Poster presentation
170
MULTIFUNCTIONAL POLYSACCHARIDE HYDROGELS FOR
WOUND HEALING
A.A. Boydedayev
1
, B.I. Muhitdinov
1,2
, D.M. Amonova
1
, A.S. Turaev
1
, Y.Huang
2
,
I.Y. Mexmonov
1
, B.A. Sindarov
1
, M.O. Kalonova
1,3
, L.U. Makhmudov
1
,
H. Wang
2
1) Institute of Bioorganic Chemistry, Uzbekistan Academy of Sciences, Mirzo Ulugbek
St. 83, 100125 Tashkent, Uzbekistan
2) Shanghai Institute of Materia Medica, Chinese Academy of Sciences, 501 Hai Ke
Road, 201203 Shanghai, China
3) National University of Uzbekistan, 4 University St. 4, 100174 Tashkent, Uzbekistan
The wound healing processes include complex biological and physiological
mechanisms such as hemostasis,
inflammation, proliferation, and remodeling. Wound
healing is frequently considered a serious social problem in burned and diabetic patients
especially. However, there are very limited therapeutic materials in use and thus
effective wound-healing materials are still have been required. Polysaccharides usually
are considered suitable biopolymers for developing wound healing materials with their
unique biocompatibility, biodegradability, and high
water uptake and retention
properties. Among others, hyaluronic acid is a structural and functional biopolymer,
largely presents in pericellular coatings and extracellular matrix,
an important ingredient
of almost all tissue, and plays an important role in wound healing.

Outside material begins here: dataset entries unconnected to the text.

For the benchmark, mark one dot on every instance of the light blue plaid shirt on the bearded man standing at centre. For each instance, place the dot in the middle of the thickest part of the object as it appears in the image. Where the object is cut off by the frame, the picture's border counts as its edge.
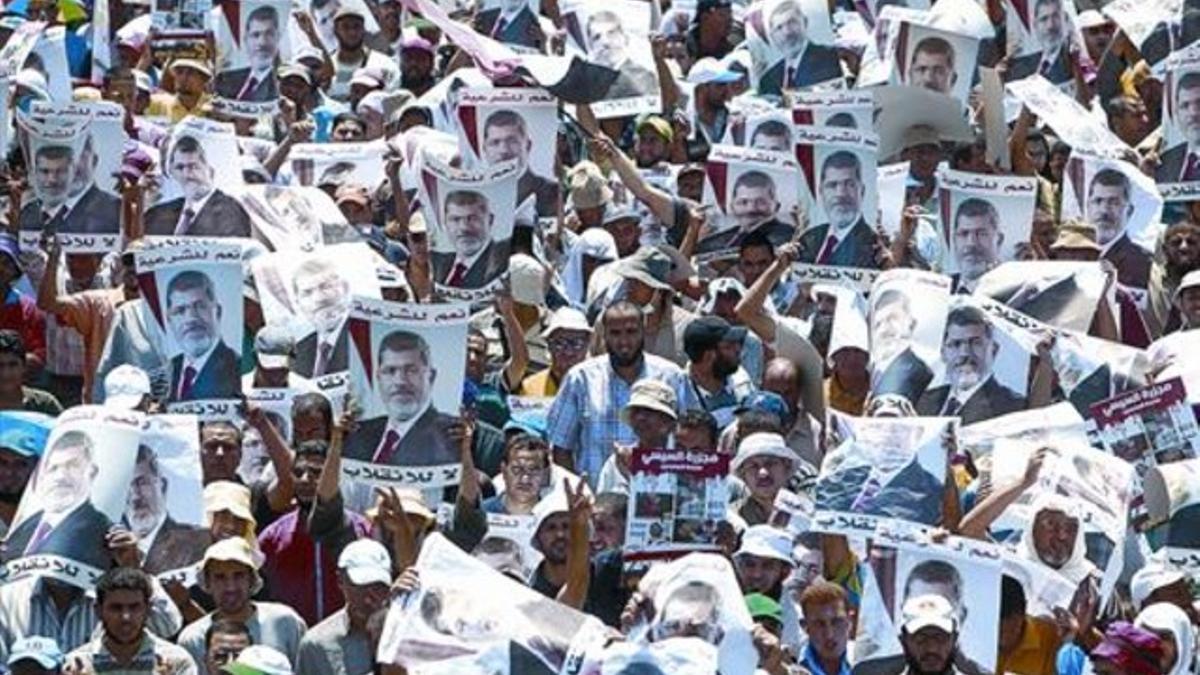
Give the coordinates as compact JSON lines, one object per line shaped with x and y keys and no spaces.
{"x":585,"y":417}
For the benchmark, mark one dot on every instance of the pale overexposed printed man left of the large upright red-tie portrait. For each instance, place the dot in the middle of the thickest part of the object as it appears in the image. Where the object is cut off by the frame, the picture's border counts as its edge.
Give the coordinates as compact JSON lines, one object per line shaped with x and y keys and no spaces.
{"x":323,"y":298}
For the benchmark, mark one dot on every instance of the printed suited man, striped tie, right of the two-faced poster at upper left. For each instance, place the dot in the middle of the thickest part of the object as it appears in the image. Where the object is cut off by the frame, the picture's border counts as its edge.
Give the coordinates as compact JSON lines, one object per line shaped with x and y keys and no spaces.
{"x":205,"y":210}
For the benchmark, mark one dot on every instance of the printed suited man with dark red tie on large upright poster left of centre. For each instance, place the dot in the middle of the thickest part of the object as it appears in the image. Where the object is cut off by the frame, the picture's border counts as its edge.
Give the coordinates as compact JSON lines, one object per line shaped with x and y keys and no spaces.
{"x":412,"y":433}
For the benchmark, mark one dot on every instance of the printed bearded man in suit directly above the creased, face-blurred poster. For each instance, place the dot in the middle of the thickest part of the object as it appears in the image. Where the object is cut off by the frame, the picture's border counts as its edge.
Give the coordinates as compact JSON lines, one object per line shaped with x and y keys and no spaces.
{"x":973,"y":393}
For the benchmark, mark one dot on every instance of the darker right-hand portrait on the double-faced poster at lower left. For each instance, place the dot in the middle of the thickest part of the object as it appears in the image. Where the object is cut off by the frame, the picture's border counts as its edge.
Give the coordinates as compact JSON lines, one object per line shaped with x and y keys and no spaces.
{"x":166,"y":543}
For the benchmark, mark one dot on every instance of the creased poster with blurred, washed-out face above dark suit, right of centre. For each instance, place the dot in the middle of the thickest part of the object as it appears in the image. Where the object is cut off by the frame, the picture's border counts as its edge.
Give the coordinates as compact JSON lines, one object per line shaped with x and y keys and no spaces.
{"x":884,"y":469}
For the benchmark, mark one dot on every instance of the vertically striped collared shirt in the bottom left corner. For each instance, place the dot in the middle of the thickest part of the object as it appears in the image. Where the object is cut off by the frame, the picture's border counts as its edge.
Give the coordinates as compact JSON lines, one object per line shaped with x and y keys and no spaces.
{"x":27,"y":611}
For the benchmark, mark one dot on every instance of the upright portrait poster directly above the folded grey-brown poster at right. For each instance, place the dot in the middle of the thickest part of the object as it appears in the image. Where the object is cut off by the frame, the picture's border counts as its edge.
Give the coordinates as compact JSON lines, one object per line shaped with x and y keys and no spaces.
{"x":985,"y":219}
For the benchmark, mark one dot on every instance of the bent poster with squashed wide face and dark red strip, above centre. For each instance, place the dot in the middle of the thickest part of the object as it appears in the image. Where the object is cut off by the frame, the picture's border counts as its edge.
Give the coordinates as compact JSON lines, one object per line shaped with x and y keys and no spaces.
{"x":754,"y":192}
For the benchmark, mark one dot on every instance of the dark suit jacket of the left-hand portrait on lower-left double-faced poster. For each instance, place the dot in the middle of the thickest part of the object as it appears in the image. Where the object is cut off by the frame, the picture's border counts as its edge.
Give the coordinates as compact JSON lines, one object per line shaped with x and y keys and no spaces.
{"x":79,"y":537}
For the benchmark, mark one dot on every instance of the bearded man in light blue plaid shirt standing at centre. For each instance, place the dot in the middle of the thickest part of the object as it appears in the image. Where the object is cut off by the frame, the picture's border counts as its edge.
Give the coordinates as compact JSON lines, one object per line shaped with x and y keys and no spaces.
{"x":585,"y":419}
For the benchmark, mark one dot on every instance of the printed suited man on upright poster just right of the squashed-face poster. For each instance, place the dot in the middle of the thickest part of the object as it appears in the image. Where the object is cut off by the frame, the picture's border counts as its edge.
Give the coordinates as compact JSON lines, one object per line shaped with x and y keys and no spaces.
{"x":847,"y":241}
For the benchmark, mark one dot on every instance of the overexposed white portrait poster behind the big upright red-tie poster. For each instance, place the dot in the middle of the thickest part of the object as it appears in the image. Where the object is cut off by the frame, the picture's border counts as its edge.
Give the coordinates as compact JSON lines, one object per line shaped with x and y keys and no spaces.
{"x":311,"y":294}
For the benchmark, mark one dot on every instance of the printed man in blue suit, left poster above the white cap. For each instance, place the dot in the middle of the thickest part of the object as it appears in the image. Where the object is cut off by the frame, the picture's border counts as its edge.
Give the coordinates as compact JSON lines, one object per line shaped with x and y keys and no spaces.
{"x":206,"y":367}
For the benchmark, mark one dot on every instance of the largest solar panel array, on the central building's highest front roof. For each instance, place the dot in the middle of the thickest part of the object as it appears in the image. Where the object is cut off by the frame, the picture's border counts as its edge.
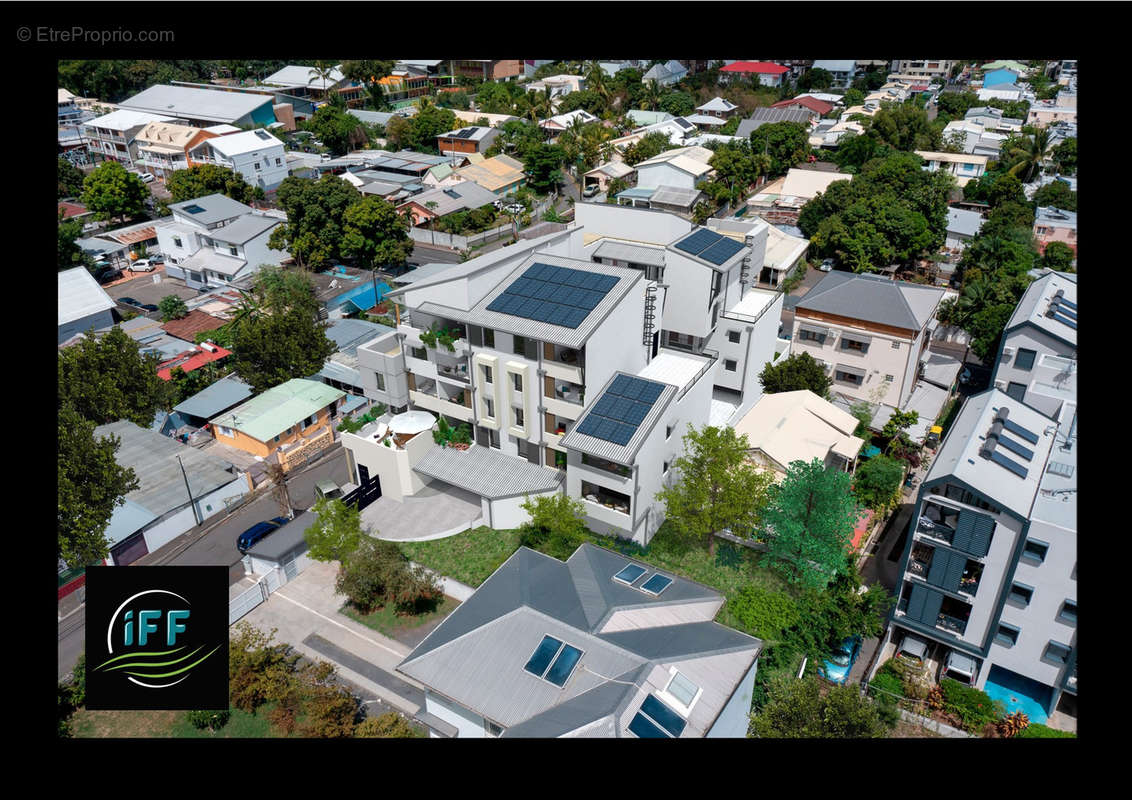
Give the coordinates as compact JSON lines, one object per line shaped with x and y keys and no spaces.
{"x":558,"y":296}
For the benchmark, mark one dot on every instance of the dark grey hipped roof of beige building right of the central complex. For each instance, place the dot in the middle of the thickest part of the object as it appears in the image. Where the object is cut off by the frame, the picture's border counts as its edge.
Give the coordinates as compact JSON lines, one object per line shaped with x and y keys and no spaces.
{"x":873,"y":299}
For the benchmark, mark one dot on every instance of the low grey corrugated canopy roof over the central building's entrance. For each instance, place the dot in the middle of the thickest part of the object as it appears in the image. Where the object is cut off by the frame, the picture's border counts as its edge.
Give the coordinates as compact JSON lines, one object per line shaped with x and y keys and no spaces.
{"x":488,"y":472}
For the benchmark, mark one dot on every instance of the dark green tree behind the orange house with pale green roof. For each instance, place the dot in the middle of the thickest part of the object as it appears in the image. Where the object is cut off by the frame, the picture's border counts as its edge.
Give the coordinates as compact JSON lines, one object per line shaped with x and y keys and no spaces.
{"x":272,"y":350}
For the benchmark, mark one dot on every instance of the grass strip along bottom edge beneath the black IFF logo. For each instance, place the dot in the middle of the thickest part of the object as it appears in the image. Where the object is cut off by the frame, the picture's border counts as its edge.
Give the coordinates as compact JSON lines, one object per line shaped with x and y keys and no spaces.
{"x":166,"y":725}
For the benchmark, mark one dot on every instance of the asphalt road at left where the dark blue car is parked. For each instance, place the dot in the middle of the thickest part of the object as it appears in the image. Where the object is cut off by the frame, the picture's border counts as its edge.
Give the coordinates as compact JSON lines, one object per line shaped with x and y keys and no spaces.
{"x":212,"y":545}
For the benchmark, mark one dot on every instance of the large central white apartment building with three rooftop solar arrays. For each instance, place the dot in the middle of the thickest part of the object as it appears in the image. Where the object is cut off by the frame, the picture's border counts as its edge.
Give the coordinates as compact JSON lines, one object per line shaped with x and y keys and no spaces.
{"x":586,"y":352}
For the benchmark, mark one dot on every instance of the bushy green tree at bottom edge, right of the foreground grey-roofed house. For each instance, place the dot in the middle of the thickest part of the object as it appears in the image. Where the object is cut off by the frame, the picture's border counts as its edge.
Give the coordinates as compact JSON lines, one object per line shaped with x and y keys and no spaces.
{"x":801,"y":710}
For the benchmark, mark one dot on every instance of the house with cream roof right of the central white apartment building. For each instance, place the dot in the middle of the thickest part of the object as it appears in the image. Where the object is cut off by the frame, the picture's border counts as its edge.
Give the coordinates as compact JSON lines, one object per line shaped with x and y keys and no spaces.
{"x":800,"y":426}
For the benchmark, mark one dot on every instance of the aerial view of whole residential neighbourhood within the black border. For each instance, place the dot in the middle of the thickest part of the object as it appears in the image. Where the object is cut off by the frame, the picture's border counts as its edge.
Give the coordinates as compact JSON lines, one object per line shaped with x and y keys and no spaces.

In this study, hyaluronic acid hydrogels containing the chitosan oligosaccharide and
β-glucan polysaccharide were developed. The hydrogel formulation was structured by
crosslinking the polysaccharide chains with chitosan oligosaccharides. The hydrogels
prepared were structurally
analyzed with IR spectroscopy, differential scanning
calorimetry (DSC), and SEM observation methods. The wound-healing activities of the
samples were studied dorsal wound rat model.
In the IR spectra of the hydrogel samples changes in the peaks from amide (I/II/III)
were observed at 1310-1558 cm
-1
, confirming the crosslinked structure of the samples.
The DSC curves of the hydrogel samples differed from that of the initial polysaccharide
samples showing an endothermic absorption peak at 40-100°C, and exothermic
absorption peaks around 270-350°C due to differing chemical and physical composition
of the samples. The SEM observations of lyophilized hydrogels clearly demonstrated
that the hydrogels possess irregular macropores and wavy morphological structures. In
the wound permeability evaluations executed
in the dorsal wound rat model, the β-
glucan containing hyaluronic acid-based hydrogel demonstrated a more progressive
wound healing effect (wound closure 100%) compared to the control (wound closure
52.3%) or the hydrogel without β-glucan (wound closure 86.7%) at day 14.
In conclusion, we through this study developed hyaluronic/chitosan/β-glucan
hydrogel for wound treatment applications. The composite
hydrogel developed
demonstrated promising wound-healing activity in the animal model. The composite
hydrogel is expected to be multifunctional with respect to its applicability together with
other supporting or therapeutic payloads. The composite hydrogel is under study for
evaluation of detailed pharmacological properties.